The Sanskrit word is “samkalpa” a resolution or intention formed through an informed conversation between the body, mind, and heart, and we were expected to have one for most things in life, including yoga class.The yogic value of samkalpa begins with awareness, and as much acceptance as we are able to embrace, of where we are. It is not unmindful of our current condition, in fact, it dwells in the “is-ness” of our body, mind, and spirit, and suggests that this is the beautiful path that we will have the joy of journeying on our way to our intention. And it is, all, indeed, considered beautiful. We step onto the mat, we set our intention, and we trust that we’ve got exactly what we need for that moment to go where we need to go. That’s the journey of samkalpa. So happy to share it with you!
What “roads” do you walk, everyday, without even thinking about it? Are they beautiful and centering, or paths that no longer serve you?
We’ve probably all seen it, even walked it – the dirt road with the well-worn grooves.

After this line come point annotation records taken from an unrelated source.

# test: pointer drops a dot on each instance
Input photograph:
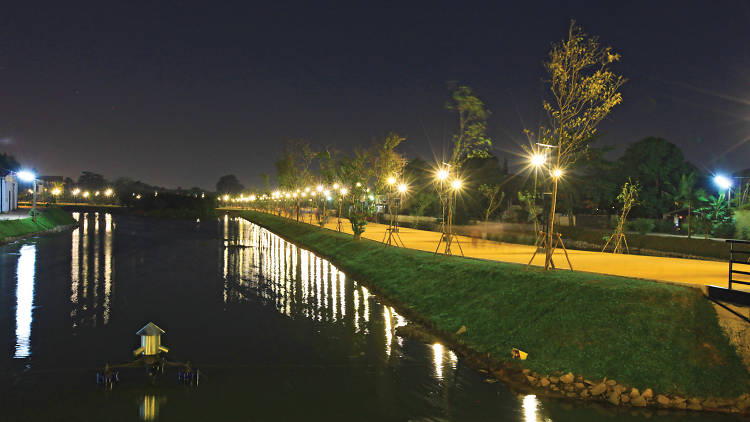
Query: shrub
(724, 230)
(643, 225)
(664, 226)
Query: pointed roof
(150, 329)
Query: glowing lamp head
(538, 160)
(722, 182)
(26, 175)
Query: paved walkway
(675, 270)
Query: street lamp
(724, 183)
(537, 160)
(29, 176)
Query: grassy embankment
(641, 333)
(47, 219)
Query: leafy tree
(356, 172)
(386, 162)
(92, 181)
(494, 197)
(714, 215)
(471, 138)
(628, 197)
(657, 165)
(229, 184)
(688, 196)
(8, 162)
(293, 166)
(583, 91)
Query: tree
(8, 162)
(687, 195)
(714, 214)
(293, 166)
(229, 184)
(356, 172)
(583, 91)
(91, 181)
(628, 197)
(470, 139)
(657, 165)
(494, 197)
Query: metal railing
(741, 257)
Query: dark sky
(180, 93)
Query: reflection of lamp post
(28, 176)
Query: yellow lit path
(674, 270)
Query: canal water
(278, 333)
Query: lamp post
(725, 183)
(29, 176)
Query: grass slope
(47, 219)
(641, 333)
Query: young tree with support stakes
(388, 167)
(628, 197)
(469, 141)
(583, 90)
(494, 197)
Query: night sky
(180, 93)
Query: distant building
(8, 192)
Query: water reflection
(24, 299)
(149, 408)
(92, 269)
(300, 284)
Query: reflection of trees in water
(91, 269)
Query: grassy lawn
(640, 333)
(48, 218)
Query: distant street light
(29, 176)
(538, 160)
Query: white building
(8, 193)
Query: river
(277, 332)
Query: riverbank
(48, 219)
(645, 335)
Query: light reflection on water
(92, 265)
(302, 284)
(24, 299)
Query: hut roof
(150, 329)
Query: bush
(724, 230)
(664, 226)
(642, 225)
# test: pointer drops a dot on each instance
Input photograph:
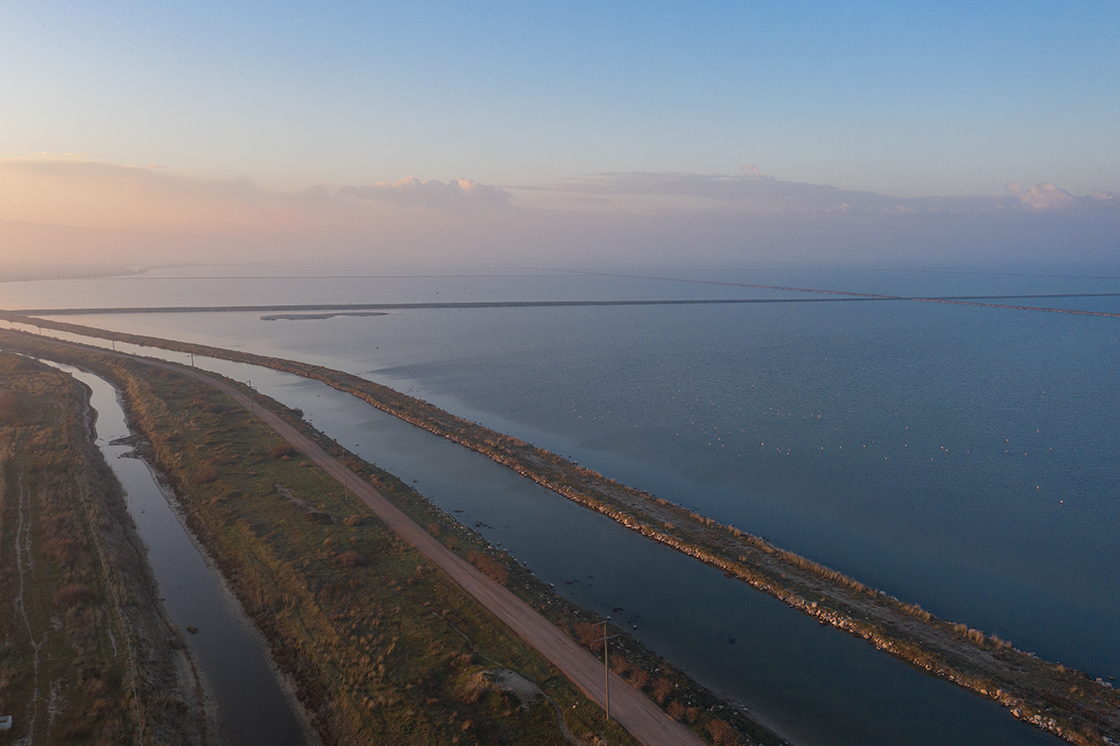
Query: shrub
(351, 559)
(590, 635)
(283, 450)
(73, 595)
(488, 567)
(206, 476)
(638, 678)
(721, 733)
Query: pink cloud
(457, 195)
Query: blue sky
(904, 100)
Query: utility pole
(606, 667)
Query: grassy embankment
(1048, 696)
(381, 645)
(85, 655)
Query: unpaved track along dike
(628, 707)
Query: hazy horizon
(584, 136)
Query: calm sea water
(961, 457)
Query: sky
(565, 133)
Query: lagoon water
(957, 456)
(252, 709)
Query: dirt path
(628, 707)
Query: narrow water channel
(813, 684)
(252, 708)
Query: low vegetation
(382, 646)
(85, 655)
(1053, 698)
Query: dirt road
(628, 707)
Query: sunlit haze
(577, 134)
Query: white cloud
(1043, 195)
(457, 195)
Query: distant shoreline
(302, 317)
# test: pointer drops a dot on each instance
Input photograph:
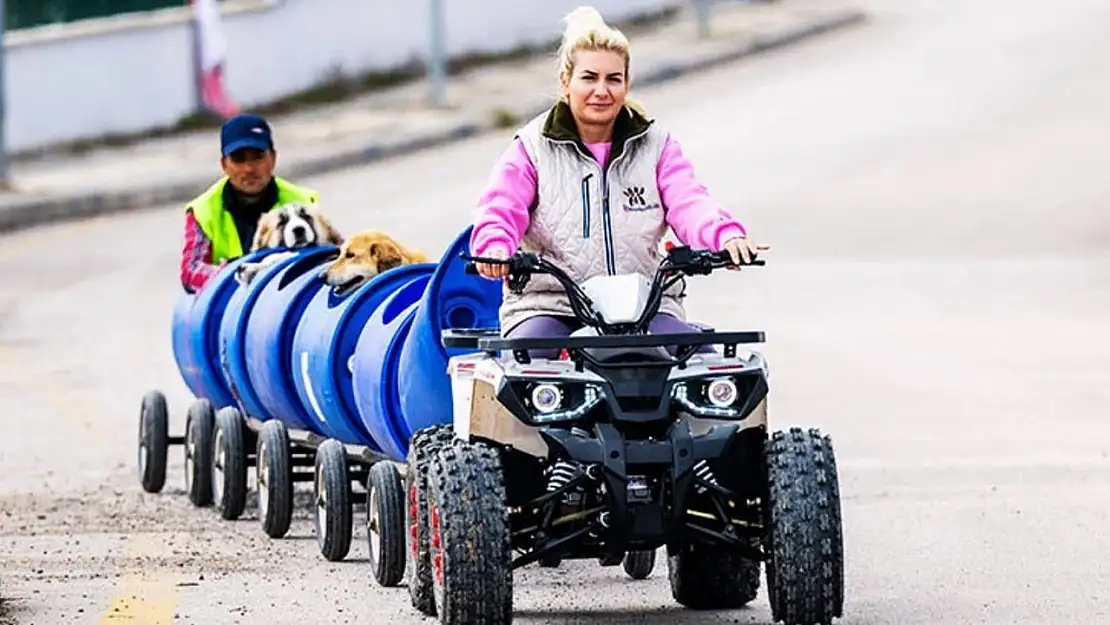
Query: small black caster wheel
(638, 565)
(229, 463)
(385, 523)
(200, 422)
(332, 485)
(153, 441)
(274, 477)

The road traveled the same way by the same set of tires or pair of feet so many times that another path no longer seems possible. When the dirt road is our life and the grooves are our habits, so well-worn into our daily living that they seem inseparable from our being, they are called “samskaras” in Sanskrit. Samskara refers to all of the ways in which our mind has become habituated – positive and negative – to think in particular patterns and follow regular courses of thought, causing us to act and react in certain ways, often without thinking. Yoga practice seeks to do two things. The first is to recognize old samskara that might be limiting our lives or our growth, and to create and replace it with healthy samskara. The second is to use our asana practice to “shake it up” a bit – to carry out a practice that is not always determined by our habit, but one that helps us to clear out our mind and become less bound by “the same old, same old.” The idea is that when we are able to recognize habits within our movement and our bodies and become less bound by them, this practice, eventually, helps us to let go of the habits, ways of thinking, judgments, old stories, that keep us bound in unproductive ways in our lives.
Consider taking a new path today. See anything new?